The claimant argued that the adjudicator had erred in concluding that the defendant had achieved the first milestone because he had failed to take into account its photographic evidence and in concluding that the final date for payment was 72 hours after the invoice had been raised. Furthermore, the adjudicator had given no warning that he had been proposing to decide that the pay less notice should have been given before the date of the defendant’s invoice so that the claimant had been prevented from making any submissions as to the consequence of such an approach.

Held: The claim was dismissed. Summary judgment was granted.

(1) The court was unpersuaded that the adjudicator had not taken into account the claimant’s evidence in relation to the analysis of the photographs. The claimant had not shown that there had been a breach of natural justice under that head. Further, on the true construction of the decision, the adjudicator had decided that the due date for payment was when the relevant milestone had been achieved and invoice had been issued. He had also concluded that the final date for payment had been 72 hours from the date of the invoice, namely 26 October 2015. There had been nothing unusual or unexpected about either of those conclusions.

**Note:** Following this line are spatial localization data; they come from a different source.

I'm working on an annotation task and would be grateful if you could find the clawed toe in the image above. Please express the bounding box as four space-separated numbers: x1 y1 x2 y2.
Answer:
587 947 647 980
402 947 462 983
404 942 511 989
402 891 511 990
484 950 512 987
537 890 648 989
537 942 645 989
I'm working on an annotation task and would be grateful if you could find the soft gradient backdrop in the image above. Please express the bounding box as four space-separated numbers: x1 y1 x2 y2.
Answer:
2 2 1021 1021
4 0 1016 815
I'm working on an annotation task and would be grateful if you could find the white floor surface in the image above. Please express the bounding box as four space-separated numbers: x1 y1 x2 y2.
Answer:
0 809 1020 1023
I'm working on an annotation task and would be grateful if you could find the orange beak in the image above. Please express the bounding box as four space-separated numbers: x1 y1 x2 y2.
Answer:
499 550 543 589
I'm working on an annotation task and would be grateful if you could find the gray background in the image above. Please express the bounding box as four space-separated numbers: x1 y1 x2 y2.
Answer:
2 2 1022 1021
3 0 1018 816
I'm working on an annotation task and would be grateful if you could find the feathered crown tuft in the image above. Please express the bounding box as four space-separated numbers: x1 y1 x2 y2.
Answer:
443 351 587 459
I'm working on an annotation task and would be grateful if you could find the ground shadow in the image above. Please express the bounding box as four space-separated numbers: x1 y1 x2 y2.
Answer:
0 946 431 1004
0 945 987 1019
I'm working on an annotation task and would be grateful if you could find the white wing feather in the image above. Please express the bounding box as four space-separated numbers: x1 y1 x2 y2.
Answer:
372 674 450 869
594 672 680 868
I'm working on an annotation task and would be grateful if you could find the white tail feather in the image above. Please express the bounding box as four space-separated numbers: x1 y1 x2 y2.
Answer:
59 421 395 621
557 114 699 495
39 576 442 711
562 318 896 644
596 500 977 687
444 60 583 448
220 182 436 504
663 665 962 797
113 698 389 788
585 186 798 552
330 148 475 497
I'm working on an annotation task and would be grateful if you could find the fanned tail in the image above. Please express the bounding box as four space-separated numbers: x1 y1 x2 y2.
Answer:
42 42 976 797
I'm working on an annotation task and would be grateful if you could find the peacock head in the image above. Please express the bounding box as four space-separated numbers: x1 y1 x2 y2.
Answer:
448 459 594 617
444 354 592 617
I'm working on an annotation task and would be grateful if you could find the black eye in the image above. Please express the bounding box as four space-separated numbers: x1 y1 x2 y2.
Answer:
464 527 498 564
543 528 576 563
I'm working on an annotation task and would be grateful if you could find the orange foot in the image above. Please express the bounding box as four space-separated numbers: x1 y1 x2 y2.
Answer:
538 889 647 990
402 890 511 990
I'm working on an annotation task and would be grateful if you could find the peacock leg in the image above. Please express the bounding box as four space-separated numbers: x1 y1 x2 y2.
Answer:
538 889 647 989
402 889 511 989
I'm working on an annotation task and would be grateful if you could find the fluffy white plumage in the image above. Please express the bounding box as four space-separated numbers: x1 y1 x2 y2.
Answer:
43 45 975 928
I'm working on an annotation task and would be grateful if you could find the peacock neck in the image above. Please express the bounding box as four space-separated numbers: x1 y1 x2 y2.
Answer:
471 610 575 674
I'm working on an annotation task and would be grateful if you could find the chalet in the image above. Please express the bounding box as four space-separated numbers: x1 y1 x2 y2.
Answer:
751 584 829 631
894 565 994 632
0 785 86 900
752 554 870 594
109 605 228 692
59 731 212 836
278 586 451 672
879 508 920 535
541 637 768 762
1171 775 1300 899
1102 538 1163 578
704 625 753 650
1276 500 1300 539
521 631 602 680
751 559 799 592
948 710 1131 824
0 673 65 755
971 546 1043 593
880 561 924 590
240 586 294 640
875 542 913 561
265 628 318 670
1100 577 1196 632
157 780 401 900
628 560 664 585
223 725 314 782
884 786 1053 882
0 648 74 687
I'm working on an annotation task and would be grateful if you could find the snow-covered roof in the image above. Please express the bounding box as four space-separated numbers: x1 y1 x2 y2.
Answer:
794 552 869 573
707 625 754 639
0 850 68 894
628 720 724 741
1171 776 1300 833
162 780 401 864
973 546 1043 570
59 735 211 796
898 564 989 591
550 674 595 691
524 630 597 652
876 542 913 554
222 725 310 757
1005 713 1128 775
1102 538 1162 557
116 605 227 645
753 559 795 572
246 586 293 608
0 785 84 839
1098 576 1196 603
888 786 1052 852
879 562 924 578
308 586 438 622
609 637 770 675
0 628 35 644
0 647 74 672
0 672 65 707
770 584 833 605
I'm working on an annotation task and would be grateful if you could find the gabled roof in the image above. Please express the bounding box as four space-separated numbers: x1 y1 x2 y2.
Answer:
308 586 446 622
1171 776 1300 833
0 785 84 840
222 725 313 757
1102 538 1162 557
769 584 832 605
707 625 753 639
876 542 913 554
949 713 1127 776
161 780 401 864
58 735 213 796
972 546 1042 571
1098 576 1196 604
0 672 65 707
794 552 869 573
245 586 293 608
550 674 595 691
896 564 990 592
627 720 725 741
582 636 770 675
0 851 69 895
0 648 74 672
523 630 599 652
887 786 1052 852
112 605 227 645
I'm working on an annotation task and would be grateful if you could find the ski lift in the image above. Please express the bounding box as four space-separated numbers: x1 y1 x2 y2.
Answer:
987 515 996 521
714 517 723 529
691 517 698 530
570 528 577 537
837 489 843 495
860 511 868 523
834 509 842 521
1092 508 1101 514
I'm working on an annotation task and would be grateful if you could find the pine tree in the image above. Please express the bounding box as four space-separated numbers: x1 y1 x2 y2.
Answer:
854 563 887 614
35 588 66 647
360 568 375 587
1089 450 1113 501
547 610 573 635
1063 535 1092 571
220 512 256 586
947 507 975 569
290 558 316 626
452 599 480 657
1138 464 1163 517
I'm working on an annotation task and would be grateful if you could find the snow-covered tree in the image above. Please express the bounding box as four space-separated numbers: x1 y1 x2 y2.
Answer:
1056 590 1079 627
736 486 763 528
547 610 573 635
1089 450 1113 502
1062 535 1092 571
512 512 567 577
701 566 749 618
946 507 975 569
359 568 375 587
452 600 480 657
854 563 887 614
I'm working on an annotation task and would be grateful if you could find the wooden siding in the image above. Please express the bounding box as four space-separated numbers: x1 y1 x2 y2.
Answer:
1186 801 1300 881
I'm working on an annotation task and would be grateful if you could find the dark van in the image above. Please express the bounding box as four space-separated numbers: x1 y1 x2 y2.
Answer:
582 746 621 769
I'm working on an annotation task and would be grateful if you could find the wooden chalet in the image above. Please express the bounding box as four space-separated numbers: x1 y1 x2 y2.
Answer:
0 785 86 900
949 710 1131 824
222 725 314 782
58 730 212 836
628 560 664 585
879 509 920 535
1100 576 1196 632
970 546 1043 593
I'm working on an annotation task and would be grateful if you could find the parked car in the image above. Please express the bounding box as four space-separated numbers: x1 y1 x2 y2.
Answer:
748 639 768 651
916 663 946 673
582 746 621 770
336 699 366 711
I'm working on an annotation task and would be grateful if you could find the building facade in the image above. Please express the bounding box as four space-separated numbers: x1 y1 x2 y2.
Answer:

(2) Although there appeared to have been no warning from the adjudicator of his intended approach to the pay less notice, the claimant had made it clear that the consequence of the time limit on serving the pay less notice was that it would be impossible for the claimant to comply. The reality was that the adjudicator had failed to appreciate (or ignored) the fact that service of a pay less notice prior to the payee’s notice was not permitted under section 110A of the Housing Grants, Construction and Regeneration Act 1996. In the circumstances, it was difficult for the claimant to say that it had been deprived of the opportunity to make, and still less had been prevented from making, all relevant submissions as to the timing of the pay less notice. Almost every permutation of payment due dates and final date for payment had been considered. On balance, the claimant had had a proper opportunity to put its submissions on the timing of the pay less notice, and there had been no breach of natural justice by the adjudicator.

(3) In determining the final date for payment of the defendant’s invoice, the overriding point was that, before implying any term, the court had to conclude that the implication of that term was necessary in order to give business efficacy to the contract or, alternatively, it was necessary to imply the term in order to make the contract work as the parties had intended. This was a case where the reasonable person in the position of the parties would understand the milestone amendment to mean that something was to happen. The only way in which the amendment could be made to work, was to say that the prescribed period was to be nil – thus enabling the claimant to serve a pay less notice at any time within 72 hours after receipt of the invoice. Such an agreement was necessary and was not inequitable: if the defendant had wanted prompt payment within 72 hours of the invoice, it could not reasonably have objected to a corresponding reduction in the prescribed period.

(4) As a result of the amendment, the final date for payment was 72 hours after receipt by the claimant of the defendant’s invoice following achievement of a milestone. It followed that the due date for payment was the date when the milestone was achieved and the parties were to be taken to have agreed by necessary implication that the prescribed period for the service by the claimant of any pay less notice was nil: It could be served at any time between receipt of the invoice and the expiry of 72 hours following such receipt. Accordingly, the adjudicator’s decision that the claimant’s pay less notice was not valid had been correct, the claimant’s challenges to the validity of the decision failed and the defendant was entitled to summary judgment: Attorney General of Belize v Belize Telecom Ltd [2009] 1 WLR 1988 and Marks and Spencer plc v BNP Paribas Securities Services Trust Company (Jersey) Ltd [2015] UKSC 72; [2015] PLSCS 341 considered.

Jonathan Lewis (instructed by Brecher Solicitors) appeared for the claimant; Martin Hirst (instructed by Bates Solicitors) appeared for the defendant.